Friday, March 11, 2016

Inside storage unit 803 where Jamie Gao was killed

CLUTTERED with furniture and drenched in darkness - this is storage unit 803, where Jamie Gao was murdered by two bullets to his chest and abdomen.
A latex glove was removed from the hand of Gao during his autopsy, a week after he was shot inside the cramped space, allegedly during a botched drug deal with former police officers Roger Rogerson and Glen McNamara.
Photos of the storage unit were shown to the jury as evidence about the crime scene investigation was heard.
The Supreme Court jury also shown photos of elaborate tattoos of Asian symbols that adorned Gao’s back, as they were taken through the report of forensic pathologist, Dr Kendall Bailey.
One bore the words “every saint has a past, every sinner has a future.”

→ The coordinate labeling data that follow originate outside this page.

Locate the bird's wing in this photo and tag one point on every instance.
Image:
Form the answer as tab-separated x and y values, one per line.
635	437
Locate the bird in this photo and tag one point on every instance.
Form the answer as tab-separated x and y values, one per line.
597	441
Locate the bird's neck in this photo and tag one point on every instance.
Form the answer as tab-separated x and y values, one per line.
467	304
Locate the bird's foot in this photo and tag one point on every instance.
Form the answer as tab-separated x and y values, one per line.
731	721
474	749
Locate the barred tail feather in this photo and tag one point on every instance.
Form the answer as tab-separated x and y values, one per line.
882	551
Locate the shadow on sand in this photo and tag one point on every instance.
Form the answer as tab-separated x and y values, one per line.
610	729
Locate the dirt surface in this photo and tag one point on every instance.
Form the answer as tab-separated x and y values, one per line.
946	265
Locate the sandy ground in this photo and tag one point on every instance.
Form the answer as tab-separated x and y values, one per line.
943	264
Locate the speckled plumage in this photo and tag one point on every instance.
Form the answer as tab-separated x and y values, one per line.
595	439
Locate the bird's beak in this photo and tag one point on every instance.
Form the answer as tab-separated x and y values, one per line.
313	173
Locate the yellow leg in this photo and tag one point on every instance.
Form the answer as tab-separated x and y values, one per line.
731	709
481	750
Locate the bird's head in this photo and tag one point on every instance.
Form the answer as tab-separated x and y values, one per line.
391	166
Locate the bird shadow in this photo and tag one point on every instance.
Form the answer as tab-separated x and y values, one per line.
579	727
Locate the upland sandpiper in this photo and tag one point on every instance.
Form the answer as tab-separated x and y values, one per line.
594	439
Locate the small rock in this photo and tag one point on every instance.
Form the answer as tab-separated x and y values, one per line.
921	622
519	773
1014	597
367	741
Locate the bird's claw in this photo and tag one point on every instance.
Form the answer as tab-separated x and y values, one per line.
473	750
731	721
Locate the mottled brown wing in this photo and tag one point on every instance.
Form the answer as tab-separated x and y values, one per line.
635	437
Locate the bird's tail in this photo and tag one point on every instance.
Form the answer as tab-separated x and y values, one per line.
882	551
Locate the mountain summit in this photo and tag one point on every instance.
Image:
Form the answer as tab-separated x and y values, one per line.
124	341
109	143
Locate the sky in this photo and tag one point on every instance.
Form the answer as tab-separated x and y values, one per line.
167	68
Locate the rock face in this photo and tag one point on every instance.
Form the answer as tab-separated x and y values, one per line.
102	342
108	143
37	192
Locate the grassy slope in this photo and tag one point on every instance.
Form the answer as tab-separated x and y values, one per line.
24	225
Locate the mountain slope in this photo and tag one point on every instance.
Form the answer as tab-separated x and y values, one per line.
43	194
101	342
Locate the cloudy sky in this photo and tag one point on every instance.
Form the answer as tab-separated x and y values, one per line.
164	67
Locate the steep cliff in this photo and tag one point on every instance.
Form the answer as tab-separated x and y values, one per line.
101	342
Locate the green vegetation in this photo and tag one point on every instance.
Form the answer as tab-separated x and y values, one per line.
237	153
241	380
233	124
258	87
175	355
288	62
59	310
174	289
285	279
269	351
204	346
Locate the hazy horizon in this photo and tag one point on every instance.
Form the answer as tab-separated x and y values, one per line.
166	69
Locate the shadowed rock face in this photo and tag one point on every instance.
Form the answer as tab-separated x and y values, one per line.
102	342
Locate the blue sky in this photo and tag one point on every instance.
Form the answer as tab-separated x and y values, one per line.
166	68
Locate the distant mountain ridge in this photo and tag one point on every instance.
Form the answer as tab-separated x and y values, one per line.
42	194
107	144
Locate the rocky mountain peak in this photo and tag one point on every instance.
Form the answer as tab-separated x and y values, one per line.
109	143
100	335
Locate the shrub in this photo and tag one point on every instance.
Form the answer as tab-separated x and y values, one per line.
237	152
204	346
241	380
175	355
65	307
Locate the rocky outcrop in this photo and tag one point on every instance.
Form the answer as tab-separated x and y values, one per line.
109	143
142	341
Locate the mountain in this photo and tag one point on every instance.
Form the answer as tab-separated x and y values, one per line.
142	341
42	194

Gao was shot dead inside the unit Rent A Space, Padstow on May 20, 2014 after allegedly bringing 2.78kg of the drug ice to a deal that he had boasted to friends was about make him “very rich.”
Both Rogerson, 75 and McNamara, 56 have pleaded not guilty to murder and supplying a prohibited drug, and are expected to give evidence at the trial pinning the execution on each-other.
Dr Bailey told the jury the bullet trajectory may indicate Gao had been sitting on a chair when he was shot by an assailant standing over him but stressed this was not the only possible scenario.

Wednesday, March 9, 2016

Jamie Gao possibly died sitting down and wearing a latex glove, court hears

When they unzipped the silver Ocean & Earth surfboard bag Jamie Gao was hidden in, he was wearing a watch and a clear, latex glove on his right hand.

Forensic pathologists later peeled off his black Jay Jays T-shirt and found two bullet wounds on the right hand side of his chest and a tattoo that read "Every saint has a past every sinner has a future".

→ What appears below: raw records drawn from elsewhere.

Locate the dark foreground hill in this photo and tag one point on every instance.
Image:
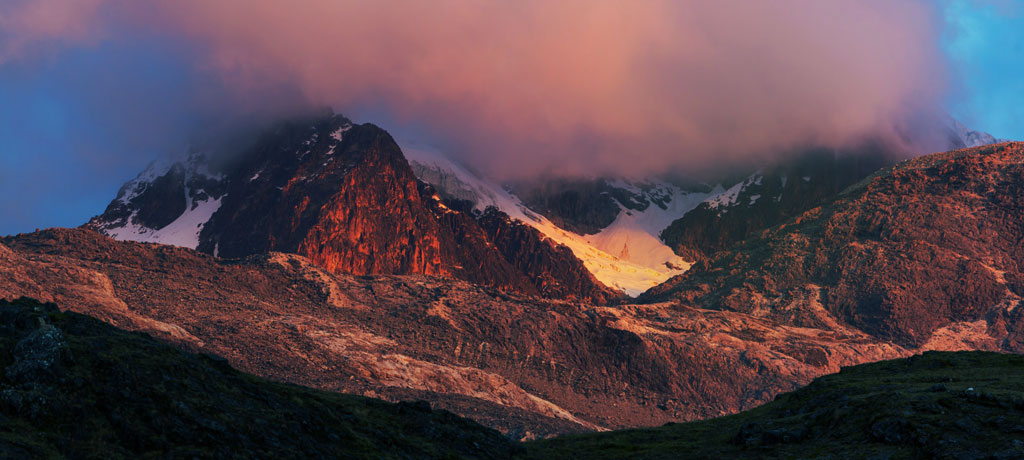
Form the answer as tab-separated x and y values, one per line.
967	405
76	387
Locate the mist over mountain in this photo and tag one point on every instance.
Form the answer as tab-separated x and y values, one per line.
570	87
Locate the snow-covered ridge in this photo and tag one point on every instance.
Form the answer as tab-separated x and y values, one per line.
183	231
627	255
723	200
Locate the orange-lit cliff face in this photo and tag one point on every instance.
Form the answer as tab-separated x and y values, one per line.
344	196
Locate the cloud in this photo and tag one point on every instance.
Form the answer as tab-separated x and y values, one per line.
573	86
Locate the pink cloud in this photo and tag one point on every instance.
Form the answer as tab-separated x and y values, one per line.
578	86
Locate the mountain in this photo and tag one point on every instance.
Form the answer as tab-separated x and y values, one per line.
921	256
937	405
802	298
524	366
776	193
76	387
924	252
343	196
623	250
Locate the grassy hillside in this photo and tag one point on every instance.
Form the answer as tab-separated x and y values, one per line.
74	386
938	405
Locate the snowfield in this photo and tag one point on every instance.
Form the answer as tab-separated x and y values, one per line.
628	255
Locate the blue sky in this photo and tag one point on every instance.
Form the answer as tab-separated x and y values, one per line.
985	44
65	151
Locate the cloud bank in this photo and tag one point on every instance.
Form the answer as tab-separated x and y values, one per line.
572	86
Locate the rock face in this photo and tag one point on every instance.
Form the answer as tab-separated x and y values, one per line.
918	252
587	206
341	195
773	195
922	256
770	197
527	367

And it is a possibility Mr Gao's future ended sitting down, according to the evidence given by a forensic pathologist in the NSW Supreme Court on Thursday.

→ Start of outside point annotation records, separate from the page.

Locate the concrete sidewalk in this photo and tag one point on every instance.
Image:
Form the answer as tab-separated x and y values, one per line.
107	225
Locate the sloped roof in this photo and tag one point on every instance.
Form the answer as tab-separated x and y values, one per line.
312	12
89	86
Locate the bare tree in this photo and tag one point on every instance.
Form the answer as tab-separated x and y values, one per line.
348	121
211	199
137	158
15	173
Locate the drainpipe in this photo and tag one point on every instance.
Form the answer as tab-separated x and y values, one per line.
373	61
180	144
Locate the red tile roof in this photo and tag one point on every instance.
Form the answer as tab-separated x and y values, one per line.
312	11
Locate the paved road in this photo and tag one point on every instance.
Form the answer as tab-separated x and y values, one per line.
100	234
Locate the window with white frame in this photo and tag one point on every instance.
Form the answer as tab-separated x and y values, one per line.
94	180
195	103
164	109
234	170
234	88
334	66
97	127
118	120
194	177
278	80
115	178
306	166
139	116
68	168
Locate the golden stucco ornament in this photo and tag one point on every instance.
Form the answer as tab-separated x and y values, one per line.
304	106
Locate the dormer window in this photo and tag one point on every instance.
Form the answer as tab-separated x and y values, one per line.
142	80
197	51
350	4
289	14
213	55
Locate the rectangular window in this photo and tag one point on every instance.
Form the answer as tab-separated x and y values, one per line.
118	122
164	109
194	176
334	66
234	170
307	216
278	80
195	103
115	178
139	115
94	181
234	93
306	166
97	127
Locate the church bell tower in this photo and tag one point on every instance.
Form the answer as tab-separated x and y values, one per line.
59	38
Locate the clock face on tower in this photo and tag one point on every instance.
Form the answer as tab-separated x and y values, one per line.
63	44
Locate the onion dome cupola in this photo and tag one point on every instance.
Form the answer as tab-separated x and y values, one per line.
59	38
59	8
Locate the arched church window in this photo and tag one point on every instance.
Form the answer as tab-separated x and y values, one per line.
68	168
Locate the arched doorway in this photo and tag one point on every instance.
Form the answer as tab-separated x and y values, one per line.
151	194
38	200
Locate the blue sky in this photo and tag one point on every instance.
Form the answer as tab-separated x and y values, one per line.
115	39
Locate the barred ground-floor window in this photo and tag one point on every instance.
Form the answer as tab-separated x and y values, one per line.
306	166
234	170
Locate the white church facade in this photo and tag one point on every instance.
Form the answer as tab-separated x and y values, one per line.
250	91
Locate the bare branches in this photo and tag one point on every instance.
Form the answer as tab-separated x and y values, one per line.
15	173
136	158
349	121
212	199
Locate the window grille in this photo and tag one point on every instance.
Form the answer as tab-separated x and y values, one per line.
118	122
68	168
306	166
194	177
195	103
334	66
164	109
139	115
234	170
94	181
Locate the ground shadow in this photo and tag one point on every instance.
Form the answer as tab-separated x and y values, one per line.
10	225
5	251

The prosecution will allege Mr Gao was shot dead in a southern Sydney storage shed and later dumped at sea by former policemen Roger Rogerson and Glen McNamara.

Kendall Bailey performed an autopsy on Mr Gao and, under questioning, said it was possible the 20-year-old was seated at the time of his death.  
"I agree that's a potential scenario that could result in those trajectories [of the bullets]," she said.
Dr Bailey also explained to the jury what she first saw when Mr Gao's body was brought to Glebe morgue six days after his death on May 20, 2014.

She said his body arrived wrapped in a blue tarpaulin and stuffed inside the surfboard bag.

Around the tarpaulin was a series of ropes of different colours – blue, purple, yellow and white. Then she saw a metal chain.

Mr Gao's white, high-top Lacoste shoes were poking out from the end.

When the pathologists unrolled the tarpaulin they found that Mr Gao wearing blue Calvin Klein jeans, a black Bermuda jacket and Dolce & Gabbana underpants. 

Under his clothes, they found the two bullet wounds and a series of tattoos, one that appeared to be an Asian symbol.

The prosecution alleges Mr Gao, a Sydney University student, met Mr McNamara and Mr Rogerson to sell them 2.78 kilograms of methyl amphetamine.

But he was shot dead and his body was later found by fishermen about five kilometres off the coast of Cronulla.
Police allegedly found the drugs in Mr McNamara's car wrapped in two brown pillow cases.

Mr Rogerson and Mr McNamara have been charged with commercial drug supply in addition to murder.
Both accused have pleaded not guilty to all charges.